第10話 激闘
もう光輝には逃げるすべもなく、彼は死を覚悟した。
その時、何者かが黒牙に飛びかかった。それは陽光だった。
陽光と赤鬼は、光輝の到着が遅れているので、様子を見に来ていたのだ。
「なんだ、また貴様か。お前たち全員、ここで朽ち果てろ!」と黒牙が叫びながら陽光に襲いかかった。
しかし、振り上げた黒牙の剣は赤鬼によって受け止められた。
「陽光、ここは私に任せて、光輝を助けてやりなさい」と赤鬼が言い、陽光に後退を促した。
赤鬼は、冷静な動きで黒牙の激しい斬撃をかわす。
黒牙の剣が石に火花を散らすたび、赤鬼はその隙を突いて反撃を試みる。
突然、雨が降り始めた。 次第に雨脚は強くなり、戦場の視界は悪化し、強風が両者の動きを妨げる。
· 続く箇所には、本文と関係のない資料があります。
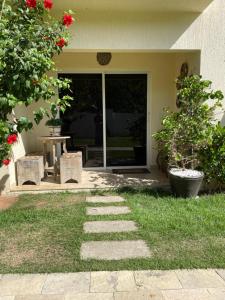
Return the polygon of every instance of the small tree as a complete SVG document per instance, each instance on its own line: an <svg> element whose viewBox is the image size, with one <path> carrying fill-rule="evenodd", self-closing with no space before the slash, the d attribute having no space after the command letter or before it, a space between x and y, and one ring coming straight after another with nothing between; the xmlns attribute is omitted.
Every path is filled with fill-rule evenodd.
<svg viewBox="0 0 225 300"><path fill-rule="evenodd" d="M9 164L11 146L18 132L29 130L52 111L64 111L72 98L52 101L57 89L68 89L68 80L46 75L55 71L53 56L67 45L72 12L61 20L50 15L52 0L0 0L0 166ZM18 105L43 99L47 108L33 112L33 119L14 115Z"/></svg>
<svg viewBox="0 0 225 300"><path fill-rule="evenodd" d="M211 90L211 81L193 75L181 79L178 90L180 109L177 112L166 110L163 128L154 138L158 148L168 156L170 167L195 168L199 150L207 145L212 137L212 122L215 109L221 106L223 94ZM212 100L212 104L208 104Z"/></svg>

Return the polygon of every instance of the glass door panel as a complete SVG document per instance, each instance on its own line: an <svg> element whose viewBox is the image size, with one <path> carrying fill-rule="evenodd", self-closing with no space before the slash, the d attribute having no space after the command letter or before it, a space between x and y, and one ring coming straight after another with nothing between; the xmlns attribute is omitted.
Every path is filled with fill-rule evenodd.
<svg viewBox="0 0 225 300"><path fill-rule="evenodd" d="M72 81L74 98L71 107L61 114L62 135L71 137L67 149L82 151L84 167L103 167L102 74L60 74L59 77Z"/></svg>
<svg viewBox="0 0 225 300"><path fill-rule="evenodd" d="M147 75L107 74L107 166L146 165Z"/></svg>

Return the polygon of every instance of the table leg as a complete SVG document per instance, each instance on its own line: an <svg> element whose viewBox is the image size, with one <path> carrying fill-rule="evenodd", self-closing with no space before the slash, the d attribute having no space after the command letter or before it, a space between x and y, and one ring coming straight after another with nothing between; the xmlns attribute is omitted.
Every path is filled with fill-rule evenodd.
<svg viewBox="0 0 225 300"><path fill-rule="evenodd" d="M66 141L63 141L63 152L67 153L67 149L66 149Z"/></svg>
<svg viewBox="0 0 225 300"><path fill-rule="evenodd" d="M52 160L54 167L54 178L57 179L57 159L56 159L56 144L52 143Z"/></svg>
<svg viewBox="0 0 225 300"><path fill-rule="evenodd" d="M44 157L44 169L48 167L47 162L47 145L46 143L43 143L43 157ZM47 176L47 171L45 170L45 176Z"/></svg>

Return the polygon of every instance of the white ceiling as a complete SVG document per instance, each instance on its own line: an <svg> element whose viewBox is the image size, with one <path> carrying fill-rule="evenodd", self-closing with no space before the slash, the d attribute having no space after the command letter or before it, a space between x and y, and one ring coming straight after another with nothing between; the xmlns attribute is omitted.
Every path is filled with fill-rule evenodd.
<svg viewBox="0 0 225 300"><path fill-rule="evenodd" d="M54 0L56 9L202 12L213 0Z"/></svg>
「黒牙よ、お前はここで終わる!」赤鬼が叫びながら、力強い一撃を繰り出す。
しかし、黒牙はそれをかろうじて避け、反撃に転じる。
「我々バーミンズの力を侮るな!」黒牙の声が雷とともに響く。
彼の攻撃はますます猛烈になり、赤鬼は防御に追い込まれる。
赤鬼は機を伺い、黒牙の攻撃の猛烈さを利用して反撃の準備を整える。
黒牙が大振りの一撃を仕掛けた瞬間、赤鬼は低く身を沈めて攻撃をかわし、反転して黒牙の背後に回り込む。
その動きは瞬く間に行われ、黒牙は反応する暇もなく、赤鬼の剣が彼の鎧の隙間を見つける。
雷鳴が轟く中、赤鬼は全ての力を込めて剣を振り下ろす。
その一撃は凄まじく、黒牙の鎧を突き破り、深く体を切り裂いた。
黒牙の叫び声が嵐の音に紛れながらも、周囲の空気を震わせる。
黒牙は力尽き、その体が雨に濡れた土に崩れ落ちる。
残るバーミンズを掃討し、光輝と住人たちを連れ竜の里へ向かった。